Airport growth has always been dependent on multiple factors. Yet, over the last few years we have seen the weight of these factors change. Where it used to be that economic factors were largely the main reason for growth, today the emphasis lies more on liveability conditions in the surrounding areas, with noise being the main attribute. So, if you want to grow as an airport, you have to reduce the noise on and around it.
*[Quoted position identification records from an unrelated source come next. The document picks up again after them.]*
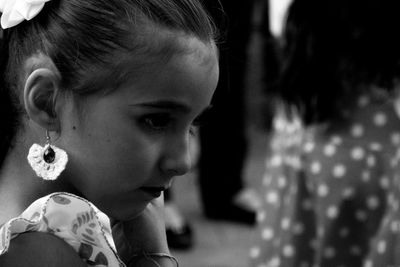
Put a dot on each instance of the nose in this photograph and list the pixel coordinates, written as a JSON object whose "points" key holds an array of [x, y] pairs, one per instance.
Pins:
{"points": [[177, 158]]}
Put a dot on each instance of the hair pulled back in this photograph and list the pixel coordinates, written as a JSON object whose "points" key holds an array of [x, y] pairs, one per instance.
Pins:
{"points": [[80, 37], [335, 50]]}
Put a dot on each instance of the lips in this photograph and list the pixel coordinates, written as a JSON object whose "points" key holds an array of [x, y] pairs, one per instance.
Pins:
{"points": [[155, 192]]}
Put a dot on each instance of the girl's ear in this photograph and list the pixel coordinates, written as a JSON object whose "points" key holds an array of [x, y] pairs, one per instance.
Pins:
{"points": [[40, 92]]}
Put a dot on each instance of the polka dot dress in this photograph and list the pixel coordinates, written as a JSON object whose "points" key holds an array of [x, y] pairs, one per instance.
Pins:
{"points": [[325, 192]]}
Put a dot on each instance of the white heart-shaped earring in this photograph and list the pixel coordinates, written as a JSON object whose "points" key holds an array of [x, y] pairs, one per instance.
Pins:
{"points": [[49, 161]]}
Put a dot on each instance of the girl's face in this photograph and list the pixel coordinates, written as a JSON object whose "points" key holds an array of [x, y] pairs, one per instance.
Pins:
{"points": [[125, 147]]}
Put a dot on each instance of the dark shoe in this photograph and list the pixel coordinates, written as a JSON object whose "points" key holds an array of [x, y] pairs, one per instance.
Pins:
{"points": [[181, 239], [232, 213]]}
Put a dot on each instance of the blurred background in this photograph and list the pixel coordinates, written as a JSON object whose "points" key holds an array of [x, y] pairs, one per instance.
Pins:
{"points": [[224, 243]]}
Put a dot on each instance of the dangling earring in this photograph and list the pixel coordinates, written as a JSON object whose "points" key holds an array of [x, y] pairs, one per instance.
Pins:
{"points": [[48, 161]]}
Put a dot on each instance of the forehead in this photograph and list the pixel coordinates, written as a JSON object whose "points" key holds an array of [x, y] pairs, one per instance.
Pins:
{"points": [[154, 50], [187, 76]]}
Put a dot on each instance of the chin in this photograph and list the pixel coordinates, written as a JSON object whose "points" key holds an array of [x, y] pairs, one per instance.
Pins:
{"points": [[129, 213]]}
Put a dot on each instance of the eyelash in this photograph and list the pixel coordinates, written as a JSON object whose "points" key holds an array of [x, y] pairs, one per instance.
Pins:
{"points": [[160, 122]]}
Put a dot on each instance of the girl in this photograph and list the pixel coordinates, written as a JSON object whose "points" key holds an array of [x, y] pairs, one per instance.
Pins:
{"points": [[326, 183], [98, 100]]}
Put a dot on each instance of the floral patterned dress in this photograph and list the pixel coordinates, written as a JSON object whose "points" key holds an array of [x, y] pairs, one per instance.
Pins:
{"points": [[71, 218], [325, 192]]}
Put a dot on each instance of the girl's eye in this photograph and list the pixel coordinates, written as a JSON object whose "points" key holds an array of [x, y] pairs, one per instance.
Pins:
{"points": [[156, 122]]}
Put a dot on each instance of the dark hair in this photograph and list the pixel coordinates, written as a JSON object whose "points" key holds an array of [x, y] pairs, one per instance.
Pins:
{"points": [[335, 50], [81, 38]]}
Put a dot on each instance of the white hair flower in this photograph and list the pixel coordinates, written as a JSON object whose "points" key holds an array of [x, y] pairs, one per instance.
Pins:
{"points": [[16, 11]]}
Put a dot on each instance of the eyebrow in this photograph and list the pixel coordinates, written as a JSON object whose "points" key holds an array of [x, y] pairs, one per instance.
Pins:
{"points": [[172, 105]]}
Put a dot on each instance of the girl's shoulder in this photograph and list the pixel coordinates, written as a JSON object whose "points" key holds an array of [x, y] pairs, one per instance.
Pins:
{"points": [[65, 220], [40, 249]]}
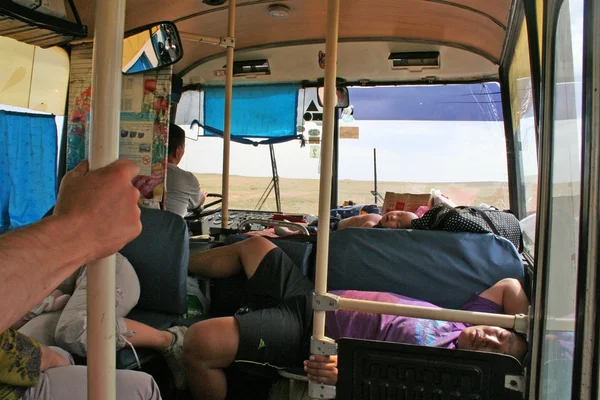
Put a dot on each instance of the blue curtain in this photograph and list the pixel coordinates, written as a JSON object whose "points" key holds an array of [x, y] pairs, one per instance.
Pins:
{"points": [[28, 150], [257, 111]]}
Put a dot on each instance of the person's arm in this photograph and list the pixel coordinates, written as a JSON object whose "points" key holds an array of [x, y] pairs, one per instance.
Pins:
{"points": [[510, 295], [322, 369], [95, 215], [196, 196]]}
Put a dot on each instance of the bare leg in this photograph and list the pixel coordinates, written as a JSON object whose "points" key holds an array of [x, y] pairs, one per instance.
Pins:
{"points": [[209, 347], [227, 261], [146, 336]]}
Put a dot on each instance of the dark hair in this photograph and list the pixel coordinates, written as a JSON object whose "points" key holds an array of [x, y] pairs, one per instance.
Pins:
{"points": [[176, 138]]}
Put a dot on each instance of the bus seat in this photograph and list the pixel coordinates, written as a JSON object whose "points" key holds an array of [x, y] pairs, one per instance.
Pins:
{"points": [[443, 268], [382, 370], [160, 256]]}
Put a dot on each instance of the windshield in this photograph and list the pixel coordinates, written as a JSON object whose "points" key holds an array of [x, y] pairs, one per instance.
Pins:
{"points": [[444, 137]]}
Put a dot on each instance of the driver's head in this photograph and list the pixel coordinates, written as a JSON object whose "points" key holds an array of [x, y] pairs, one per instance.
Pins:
{"points": [[492, 339], [176, 143]]}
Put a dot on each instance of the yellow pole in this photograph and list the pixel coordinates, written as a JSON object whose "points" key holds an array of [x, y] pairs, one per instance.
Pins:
{"points": [[333, 9], [227, 123], [104, 149]]}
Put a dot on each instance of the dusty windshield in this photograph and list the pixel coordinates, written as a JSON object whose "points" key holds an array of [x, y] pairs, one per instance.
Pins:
{"points": [[444, 137]]}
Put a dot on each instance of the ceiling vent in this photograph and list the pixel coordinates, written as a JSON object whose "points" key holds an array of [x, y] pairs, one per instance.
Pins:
{"points": [[252, 67], [415, 60]]}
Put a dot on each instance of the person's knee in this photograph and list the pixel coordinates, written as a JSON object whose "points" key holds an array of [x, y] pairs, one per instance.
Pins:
{"points": [[136, 385], [71, 334], [253, 252], [198, 344], [211, 344]]}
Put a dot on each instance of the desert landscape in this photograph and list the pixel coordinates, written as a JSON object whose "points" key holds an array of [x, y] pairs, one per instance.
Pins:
{"points": [[301, 195]]}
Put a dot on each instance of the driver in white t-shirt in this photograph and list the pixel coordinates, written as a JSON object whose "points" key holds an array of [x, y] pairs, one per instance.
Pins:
{"points": [[183, 189]]}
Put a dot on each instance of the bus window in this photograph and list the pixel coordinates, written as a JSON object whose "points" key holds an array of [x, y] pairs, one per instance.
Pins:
{"points": [[523, 124], [566, 181], [445, 137]]}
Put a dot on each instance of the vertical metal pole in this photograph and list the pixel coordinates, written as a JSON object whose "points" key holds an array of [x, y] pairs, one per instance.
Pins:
{"points": [[227, 123], [375, 174], [336, 159], [333, 10], [104, 149]]}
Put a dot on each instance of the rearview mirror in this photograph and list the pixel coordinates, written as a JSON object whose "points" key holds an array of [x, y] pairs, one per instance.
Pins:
{"points": [[341, 93], [151, 47]]}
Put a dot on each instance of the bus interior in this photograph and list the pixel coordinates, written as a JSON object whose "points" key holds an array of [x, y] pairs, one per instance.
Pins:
{"points": [[487, 102]]}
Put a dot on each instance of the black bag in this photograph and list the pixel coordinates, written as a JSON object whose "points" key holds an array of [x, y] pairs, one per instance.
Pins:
{"points": [[472, 219]]}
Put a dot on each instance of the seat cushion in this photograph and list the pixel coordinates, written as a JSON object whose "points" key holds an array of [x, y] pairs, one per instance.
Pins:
{"points": [[443, 268], [160, 256]]}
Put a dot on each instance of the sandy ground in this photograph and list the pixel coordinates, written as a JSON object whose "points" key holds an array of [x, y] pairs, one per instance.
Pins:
{"points": [[301, 195]]}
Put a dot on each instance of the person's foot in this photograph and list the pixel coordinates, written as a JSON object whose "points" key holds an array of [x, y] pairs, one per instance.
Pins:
{"points": [[174, 356]]}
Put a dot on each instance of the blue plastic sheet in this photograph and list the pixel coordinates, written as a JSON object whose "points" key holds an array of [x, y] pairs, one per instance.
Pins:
{"points": [[257, 111], [28, 150]]}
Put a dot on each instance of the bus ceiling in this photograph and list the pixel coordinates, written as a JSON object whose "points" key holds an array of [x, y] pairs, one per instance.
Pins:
{"points": [[468, 34]]}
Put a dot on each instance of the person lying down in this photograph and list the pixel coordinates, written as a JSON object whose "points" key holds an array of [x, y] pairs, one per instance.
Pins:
{"points": [[274, 323], [390, 220]]}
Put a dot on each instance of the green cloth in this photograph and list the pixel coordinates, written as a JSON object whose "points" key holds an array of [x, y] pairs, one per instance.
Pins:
{"points": [[20, 362]]}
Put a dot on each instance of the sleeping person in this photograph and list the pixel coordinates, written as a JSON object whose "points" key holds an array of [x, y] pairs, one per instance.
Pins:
{"points": [[390, 220], [274, 323], [69, 330]]}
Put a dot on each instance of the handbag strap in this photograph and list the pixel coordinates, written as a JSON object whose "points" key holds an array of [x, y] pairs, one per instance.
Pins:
{"points": [[487, 219]]}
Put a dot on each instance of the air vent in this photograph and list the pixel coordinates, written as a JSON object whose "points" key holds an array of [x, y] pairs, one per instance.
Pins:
{"points": [[415, 60], [253, 67], [33, 27]]}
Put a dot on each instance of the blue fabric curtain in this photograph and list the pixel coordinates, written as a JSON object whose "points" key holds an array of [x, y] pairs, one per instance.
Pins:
{"points": [[257, 111], [28, 150]]}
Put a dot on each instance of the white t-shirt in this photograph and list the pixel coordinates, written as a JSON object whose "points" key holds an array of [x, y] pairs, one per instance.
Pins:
{"points": [[183, 190]]}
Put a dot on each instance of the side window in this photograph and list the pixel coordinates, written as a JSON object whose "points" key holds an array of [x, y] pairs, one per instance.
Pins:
{"points": [[523, 123], [557, 351]]}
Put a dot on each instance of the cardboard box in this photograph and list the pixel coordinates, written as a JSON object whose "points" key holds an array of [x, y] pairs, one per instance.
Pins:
{"points": [[405, 201]]}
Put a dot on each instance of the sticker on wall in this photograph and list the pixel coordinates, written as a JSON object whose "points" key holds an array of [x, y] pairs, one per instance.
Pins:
{"points": [[315, 151], [348, 132], [321, 59], [143, 132]]}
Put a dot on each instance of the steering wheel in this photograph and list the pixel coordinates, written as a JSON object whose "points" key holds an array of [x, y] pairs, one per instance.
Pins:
{"points": [[203, 210]]}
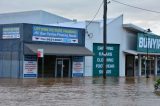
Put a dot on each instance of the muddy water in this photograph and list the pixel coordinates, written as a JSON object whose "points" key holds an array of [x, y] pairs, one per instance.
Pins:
{"points": [[78, 92]]}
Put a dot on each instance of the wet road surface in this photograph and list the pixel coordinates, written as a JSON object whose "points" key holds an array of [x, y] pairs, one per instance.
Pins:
{"points": [[79, 92]]}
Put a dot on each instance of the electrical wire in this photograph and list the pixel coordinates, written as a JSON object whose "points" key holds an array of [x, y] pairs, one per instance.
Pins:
{"points": [[95, 15], [136, 7]]}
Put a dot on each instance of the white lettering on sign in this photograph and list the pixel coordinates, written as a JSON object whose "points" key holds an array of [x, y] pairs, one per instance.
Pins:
{"points": [[151, 43]]}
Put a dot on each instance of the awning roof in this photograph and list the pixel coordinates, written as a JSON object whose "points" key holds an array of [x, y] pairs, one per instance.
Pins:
{"points": [[136, 52], [130, 52], [57, 50]]}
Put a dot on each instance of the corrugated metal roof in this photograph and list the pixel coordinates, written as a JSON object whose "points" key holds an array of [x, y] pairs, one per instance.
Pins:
{"points": [[58, 50]]}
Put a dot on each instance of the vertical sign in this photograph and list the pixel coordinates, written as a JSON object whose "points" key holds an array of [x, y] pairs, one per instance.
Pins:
{"points": [[30, 67], [112, 59], [78, 66], [40, 53], [148, 43]]}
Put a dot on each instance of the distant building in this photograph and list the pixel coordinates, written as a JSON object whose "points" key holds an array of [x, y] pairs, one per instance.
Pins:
{"points": [[72, 48], [124, 56]]}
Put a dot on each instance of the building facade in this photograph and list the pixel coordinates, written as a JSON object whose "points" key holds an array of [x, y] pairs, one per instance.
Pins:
{"points": [[32, 50], [131, 50]]}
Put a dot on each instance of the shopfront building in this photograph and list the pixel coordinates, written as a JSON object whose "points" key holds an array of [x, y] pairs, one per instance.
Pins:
{"points": [[31, 51], [144, 61]]}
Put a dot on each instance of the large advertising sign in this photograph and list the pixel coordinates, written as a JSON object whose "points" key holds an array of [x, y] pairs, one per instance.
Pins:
{"points": [[55, 34], [11, 32], [148, 43], [112, 59], [78, 66], [30, 67]]}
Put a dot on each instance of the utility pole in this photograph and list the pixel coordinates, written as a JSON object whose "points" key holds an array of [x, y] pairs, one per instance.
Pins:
{"points": [[104, 39]]}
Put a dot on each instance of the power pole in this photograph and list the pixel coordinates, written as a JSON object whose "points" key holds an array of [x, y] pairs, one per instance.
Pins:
{"points": [[104, 38]]}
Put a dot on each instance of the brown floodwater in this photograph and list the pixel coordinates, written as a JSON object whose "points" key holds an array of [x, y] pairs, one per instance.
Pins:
{"points": [[79, 92]]}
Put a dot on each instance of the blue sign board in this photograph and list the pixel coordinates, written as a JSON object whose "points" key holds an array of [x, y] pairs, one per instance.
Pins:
{"points": [[30, 67], [11, 33], [54, 34], [78, 66]]}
Where does this change in emphasis comes from? One explanation might be that after several financial crises during the last couple of decades, economic growth was for a lot of governments essential. Airports tend to be a large economic driver for a country: import and export, job creation and tourism for instance. Yet, with most economies growing steadily the last years, other factors became more important, especially for citizens around airports. Liveability seems to become the most important. People started realising the noise produced by airplanes and airports is affecting them. So, when plans of growth were presented, an increasing number of complaints was addressed to their (local) governments with a general message that that their wellbeing should have more importance in deciding to let an airport grow. This trend is constraining for the growth opportunities of airports.
Everybody relies on each other
In order to meet those growth restrictions, the airport industry is becoming more dependent on each stakeholder within the flight process. Since aircraft generate the larger part of the noise around airports, airports rely on airlines for the use of quieter aircraft. Airlines themselves depend on the manufacturers for building aircraft that produce less noise. In order to stimulate airlines to use quieter aircraft, airports can implement (financial) incentives to airlines, to stimulate that.
For the distribution of aircraft noise in the surroundings airports depend on the air traffic management. Airports themselves can only stimulate the introduction of noise friendly use of the infrastructure and airspace around the airport. For instance, by optimising flight procedures using Performance Based Navigation. These optimised flight procedures can help to avoid flying over urban areas and therefore will reduce the noise impact for the inhabitants.
Innovation is key
At the airport there are also other things that can be done in order to reduce noise. Electrifying ground equipment would be one. By investing in electric Ground Power Units instead of using the older fuelled ones – or letting aircraft run on the APU – the noise levels and emissions will reduce. The same goes for starting procedures and taxiing. At Schiphol Airport, tests are underway with towing planes to the runway, instead of letting them taxi on their engines. Besides lowering fuel use and emissions, it also reduces the ground noise.
Predictions are that the aviation industry will keep continue to grow – although the effects of the Covid-19 pandemic are not clear yet. With governments using noise limits as one of the main constraints for further growth, the airports and all their stakeholders have to find new ways to reduce noise. Innovation is key to that. From the manufacturers all the way to the airports, they all have to contribute with new ideas and concepts. The old days are gone and new ways must be found to guarantee the future for the airport and its users.